Rogelio Balagtas plays Joshua, a forty-nine year old second generation Filipino-Canadian who lives with his elderly parents. They speak Tagalog in the house and Joshua constantly gets harangued by his mother to settle down with a wife and have kids. Joshua’s meek demeanor complicates his social interactions both at home and at work. Beyond those spaces, Joshua doesn’t venture out of his comfort zone and can hardly take care of himself. But when his mother suddenly passes away, Joshua is forced to confront his insecurities and take care of the deteriorating family patriarch (Esteban Comilang) all on his own.
Joshua is a man in stasis. Unmoved by the familiar expectations around him, we see his eyes cast down on a life that barely had the environment to begin. We see Joshua tucked away in the geographies of his Filipino household–a passive American presence that never takes up too much space. Early on in the film, Joshua prays to God for him to not be so shy and to make his mother proud. Meanwhile, his brother Paolo is the foil of a well-adjusted immigrant with a white wife and mixed children. Joshua suffers under the scrutiny of comparison constantly.
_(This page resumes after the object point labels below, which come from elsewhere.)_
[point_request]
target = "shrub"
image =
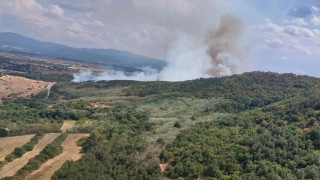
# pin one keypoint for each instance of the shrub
(177, 125)
(3, 132)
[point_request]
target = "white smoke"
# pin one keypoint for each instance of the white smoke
(214, 54)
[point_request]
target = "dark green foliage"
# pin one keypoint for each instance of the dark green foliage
(109, 151)
(20, 151)
(109, 161)
(35, 128)
(160, 141)
(50, 151)
(269, 142)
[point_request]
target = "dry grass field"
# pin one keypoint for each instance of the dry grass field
(70, 152)
(67, 125)
(7, 144)
(11, 168)
(20, 87)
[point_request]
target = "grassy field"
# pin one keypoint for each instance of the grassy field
(70, 152)
(14, 86)
(7, 144)
(11, 168)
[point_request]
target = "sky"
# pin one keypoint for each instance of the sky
(277, 35)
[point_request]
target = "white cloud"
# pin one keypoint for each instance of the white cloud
(274, 43)
(289, 38)
(315, 20)
(314, 8)
(298, 31)
(297, 21)
(55, 10)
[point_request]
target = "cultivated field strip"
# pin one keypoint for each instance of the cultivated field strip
(11, 168)
(70, 152)
(8, 144)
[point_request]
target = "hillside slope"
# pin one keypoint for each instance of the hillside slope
(16, 43)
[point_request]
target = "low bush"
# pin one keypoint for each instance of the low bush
(50, 151)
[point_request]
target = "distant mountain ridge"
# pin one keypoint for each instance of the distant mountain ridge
(12, 42)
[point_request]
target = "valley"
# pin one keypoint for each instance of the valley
(252, 125)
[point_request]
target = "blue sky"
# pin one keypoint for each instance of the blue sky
(279, 35)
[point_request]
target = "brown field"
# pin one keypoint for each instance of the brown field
(20, 87)
(11, 168)
(7, 144)
(70, 152)
(67, 125)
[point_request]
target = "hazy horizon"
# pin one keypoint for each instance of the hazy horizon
(276, 35)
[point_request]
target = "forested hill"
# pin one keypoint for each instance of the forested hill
(256, 125)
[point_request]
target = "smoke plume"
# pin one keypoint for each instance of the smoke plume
(214, 53)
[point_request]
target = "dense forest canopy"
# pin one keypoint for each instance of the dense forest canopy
(250, 126)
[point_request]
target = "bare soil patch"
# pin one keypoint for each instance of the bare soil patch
(8, 144)
(11, 168)
(70, 152)
(67, 125)
(96, 105)
(15, 86)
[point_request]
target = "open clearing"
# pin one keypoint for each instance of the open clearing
(20, 87)
(11, 168)
(8, 144)
(70, 152)
(67, 125)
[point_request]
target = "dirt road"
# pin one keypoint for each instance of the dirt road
(70, 152)
(11, 168)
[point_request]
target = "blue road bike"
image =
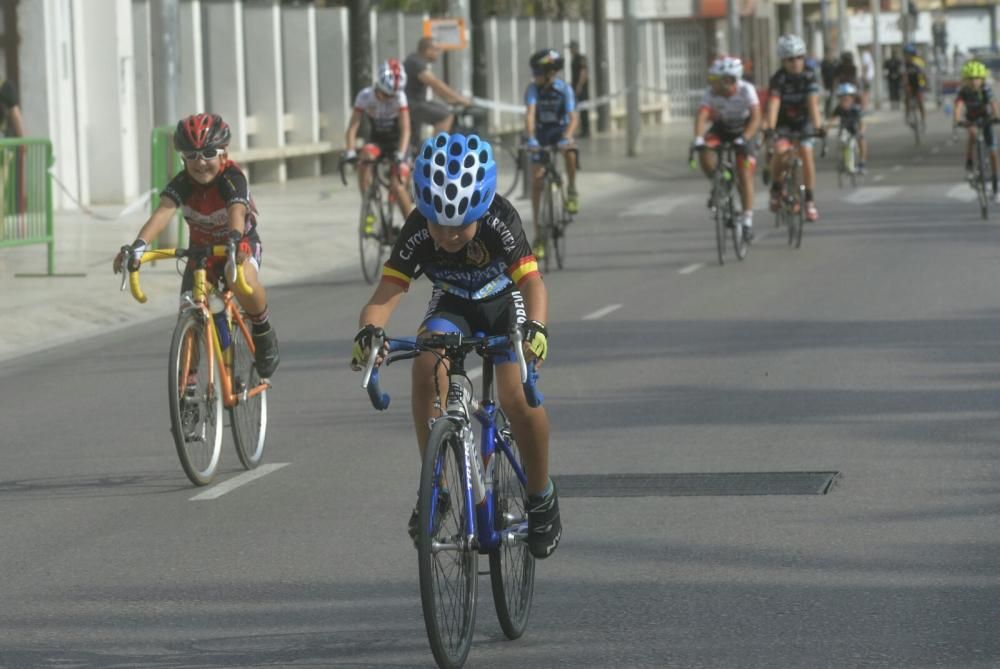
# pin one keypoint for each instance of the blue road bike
(471, 500)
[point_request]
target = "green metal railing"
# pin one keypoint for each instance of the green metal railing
(165, 164)
(26, 194)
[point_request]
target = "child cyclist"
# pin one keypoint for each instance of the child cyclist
(975, 98)
(469, 242)
(550, 120)
(389, 117)
(214, 196)
(848, 110)
(732, 106)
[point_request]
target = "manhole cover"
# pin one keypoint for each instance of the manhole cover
(673, 485)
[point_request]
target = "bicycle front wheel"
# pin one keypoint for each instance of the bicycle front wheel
(557, 231)
(248, 416)
(369, 241)
(195, 400)
(512, 569)
(447, 563)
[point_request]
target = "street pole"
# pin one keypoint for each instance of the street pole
(170, 26)
(361, 39)
(601, 62)
(841, 26)
(876, 54)
(824, 20)
(735, 35)
(477, 19)
(632, 76)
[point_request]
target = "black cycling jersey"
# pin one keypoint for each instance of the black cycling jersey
(850, 118)
(496, 260)
(977, 103)
(793, 90)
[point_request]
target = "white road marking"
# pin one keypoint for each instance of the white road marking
(962, 192)
(602, 312)
(235, 482)
(871, 194)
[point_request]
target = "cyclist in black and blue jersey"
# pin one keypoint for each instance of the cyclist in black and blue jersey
(976, 100)
(550, 121)
(793, 107)
(468, 241)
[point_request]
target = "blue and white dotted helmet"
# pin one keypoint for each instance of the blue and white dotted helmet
(455, 179)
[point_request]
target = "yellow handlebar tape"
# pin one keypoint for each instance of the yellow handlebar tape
(242, 286)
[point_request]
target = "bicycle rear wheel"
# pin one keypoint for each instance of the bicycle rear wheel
(981, 162)
(720, 219)
(557, 231)
(369, 241)
(512, 569)
(195, 400)
(447, 564)
(249, 416)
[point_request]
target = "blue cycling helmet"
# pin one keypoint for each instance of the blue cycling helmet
(455, 179)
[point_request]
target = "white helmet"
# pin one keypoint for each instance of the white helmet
(391, 77)
(726, 66)
(790, 46)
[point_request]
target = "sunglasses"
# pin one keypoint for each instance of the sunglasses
(205, 154)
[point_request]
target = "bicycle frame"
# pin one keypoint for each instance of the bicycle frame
(218, 359)
(460, 408)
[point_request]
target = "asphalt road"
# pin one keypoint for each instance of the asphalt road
(872, 352)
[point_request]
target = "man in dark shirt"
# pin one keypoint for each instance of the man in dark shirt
(420, 77)
(580, 80)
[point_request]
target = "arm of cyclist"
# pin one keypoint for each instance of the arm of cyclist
(442, 89)
(374, 317)
(351, 136)
(156, 224)
(404, 134)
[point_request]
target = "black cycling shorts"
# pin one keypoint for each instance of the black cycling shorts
(496, 315)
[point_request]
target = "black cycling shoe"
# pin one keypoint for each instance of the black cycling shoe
(443, 507)
(266, 356)
(544, 526)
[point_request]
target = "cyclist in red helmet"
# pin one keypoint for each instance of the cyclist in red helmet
(213, 194)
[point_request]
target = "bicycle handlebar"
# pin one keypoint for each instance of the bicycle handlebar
(411, 346)
(234, 272)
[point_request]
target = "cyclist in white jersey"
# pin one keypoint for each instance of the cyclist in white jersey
(388, 115)
(731, 104)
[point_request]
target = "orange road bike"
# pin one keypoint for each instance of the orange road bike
(211, 367)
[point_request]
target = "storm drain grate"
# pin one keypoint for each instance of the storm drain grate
(677, 485)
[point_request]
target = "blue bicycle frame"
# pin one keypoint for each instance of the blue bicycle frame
(478, 493)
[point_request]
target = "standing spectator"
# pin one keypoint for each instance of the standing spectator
(894, 77)
(420, 78)
(867, 77)
(581, 85)
(11, 125)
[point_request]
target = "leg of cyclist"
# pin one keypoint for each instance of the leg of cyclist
(809, 178)
(264, 337)
(745, 164)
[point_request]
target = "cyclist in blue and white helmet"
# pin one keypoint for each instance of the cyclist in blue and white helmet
(469, 242)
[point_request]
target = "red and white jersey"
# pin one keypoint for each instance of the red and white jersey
(731, 112)
(384, 114)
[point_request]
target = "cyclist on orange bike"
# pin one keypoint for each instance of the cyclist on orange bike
(793, 107)
(214, 196)
(915, 80)
(385, 106)
(469, 242)
(976, 99)
(732, 105)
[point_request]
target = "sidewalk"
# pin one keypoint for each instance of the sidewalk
(43, 312)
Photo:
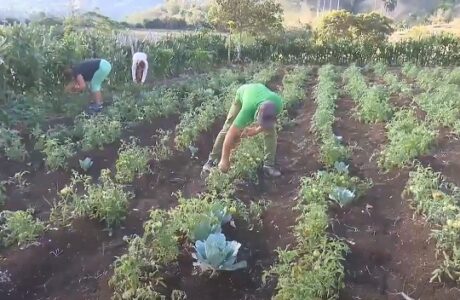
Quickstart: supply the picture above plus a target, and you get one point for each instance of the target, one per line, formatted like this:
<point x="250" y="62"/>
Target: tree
<point x="256" y="17"/>
<point x="390" y="5"/>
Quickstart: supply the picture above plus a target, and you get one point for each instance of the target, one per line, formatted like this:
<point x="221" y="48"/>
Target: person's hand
<point x="251" y="131"/>
<point x="224" y="165"/>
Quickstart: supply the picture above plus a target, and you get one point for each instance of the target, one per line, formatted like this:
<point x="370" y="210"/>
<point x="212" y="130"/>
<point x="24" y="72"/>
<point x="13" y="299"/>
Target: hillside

There is no laughter in this film. Just an overly patient air in a house rooted in mediocrity.

Yet life (or should I say death) finds a way. Joshua’s mother’s abrupt passing provides a space for a reckoning of his own life choices as his cousin Marisol (Sheila Lotuaco) enters the picture, offering support to not only his father, but to him as well. Marisol becomes a friend, confidant, and advocate for Joshua’s mild manners in a way that avoids patronization or infantilization. Marisol also becomes someone that Joshua can support as an equal when she shares her own traumatic work experience as an OFW (Overseas Filipino Worker).
Slowly, we see Joshua take slow motions toward autonomy as he learns how to cook, how to care, and how to love without prejudice. Though this path hits snags as he searches his feelings for what Marisol means to him. A palpable fear of rejection overcasts the second act of the film that feels immobilizing. “Nobody’s ever loved me,” confesses Joshua in a heart-aching admission of how he has seen his life thus far. It begs us to take a step back and check on our own verses of self-love and how it felt before we had them, if we even dare to remember.
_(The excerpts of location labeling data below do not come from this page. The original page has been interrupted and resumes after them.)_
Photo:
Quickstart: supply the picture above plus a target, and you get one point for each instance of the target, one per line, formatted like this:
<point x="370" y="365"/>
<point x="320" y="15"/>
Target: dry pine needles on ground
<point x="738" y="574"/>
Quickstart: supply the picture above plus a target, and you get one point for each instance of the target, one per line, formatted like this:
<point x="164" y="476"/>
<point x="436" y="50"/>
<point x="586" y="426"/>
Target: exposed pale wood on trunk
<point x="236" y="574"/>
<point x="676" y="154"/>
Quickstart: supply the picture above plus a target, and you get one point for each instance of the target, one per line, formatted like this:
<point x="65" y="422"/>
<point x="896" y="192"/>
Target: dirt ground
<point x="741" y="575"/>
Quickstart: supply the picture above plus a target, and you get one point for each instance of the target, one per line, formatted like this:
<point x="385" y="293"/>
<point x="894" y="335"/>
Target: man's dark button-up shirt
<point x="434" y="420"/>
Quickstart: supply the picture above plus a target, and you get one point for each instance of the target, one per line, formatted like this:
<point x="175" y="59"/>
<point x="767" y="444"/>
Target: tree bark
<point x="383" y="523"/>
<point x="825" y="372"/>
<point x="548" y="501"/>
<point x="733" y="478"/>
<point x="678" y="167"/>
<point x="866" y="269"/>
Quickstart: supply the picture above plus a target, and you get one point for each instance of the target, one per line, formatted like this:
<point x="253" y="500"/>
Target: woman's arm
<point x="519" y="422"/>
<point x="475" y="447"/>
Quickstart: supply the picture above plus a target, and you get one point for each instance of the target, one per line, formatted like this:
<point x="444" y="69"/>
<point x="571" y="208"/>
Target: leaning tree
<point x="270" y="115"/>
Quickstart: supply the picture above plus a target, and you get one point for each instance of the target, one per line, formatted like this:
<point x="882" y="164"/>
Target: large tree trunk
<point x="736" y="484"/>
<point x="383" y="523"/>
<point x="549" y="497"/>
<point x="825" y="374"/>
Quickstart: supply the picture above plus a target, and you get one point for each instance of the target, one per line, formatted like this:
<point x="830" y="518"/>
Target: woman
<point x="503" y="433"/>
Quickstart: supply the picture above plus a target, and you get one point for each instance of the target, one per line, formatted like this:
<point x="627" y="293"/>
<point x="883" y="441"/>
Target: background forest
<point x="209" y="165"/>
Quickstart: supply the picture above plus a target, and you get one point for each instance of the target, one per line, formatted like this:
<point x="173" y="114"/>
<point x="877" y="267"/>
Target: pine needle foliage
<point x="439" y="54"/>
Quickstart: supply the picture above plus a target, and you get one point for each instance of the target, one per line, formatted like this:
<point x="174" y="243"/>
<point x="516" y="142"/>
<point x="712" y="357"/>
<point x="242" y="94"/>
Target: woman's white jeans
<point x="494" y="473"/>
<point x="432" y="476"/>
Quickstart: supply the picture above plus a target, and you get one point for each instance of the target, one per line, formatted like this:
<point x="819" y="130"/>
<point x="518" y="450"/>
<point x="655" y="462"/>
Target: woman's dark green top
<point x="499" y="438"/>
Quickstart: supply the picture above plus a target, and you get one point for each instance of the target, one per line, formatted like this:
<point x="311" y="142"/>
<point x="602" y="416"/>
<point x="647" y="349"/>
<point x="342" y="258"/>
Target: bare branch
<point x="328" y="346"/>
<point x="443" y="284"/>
To describe Martin Edralin’s directorial debut as understated is just the tip of the muted iceberg that Islands’ narrative presents. While I can understand where this film feels more like braking than gassing to some, I push back and would ask for them to take a closer, gentler look as to just how slow we’re being driven–how Joshua is being driven. The cocooned man we begin the film with is moving by the end. He smiles as we see him grow into his life that was waiting for him to become a part of. He is dancing.
Score 5 / 5
Islands had its world premiere as part of the 2021 SXSW Festival.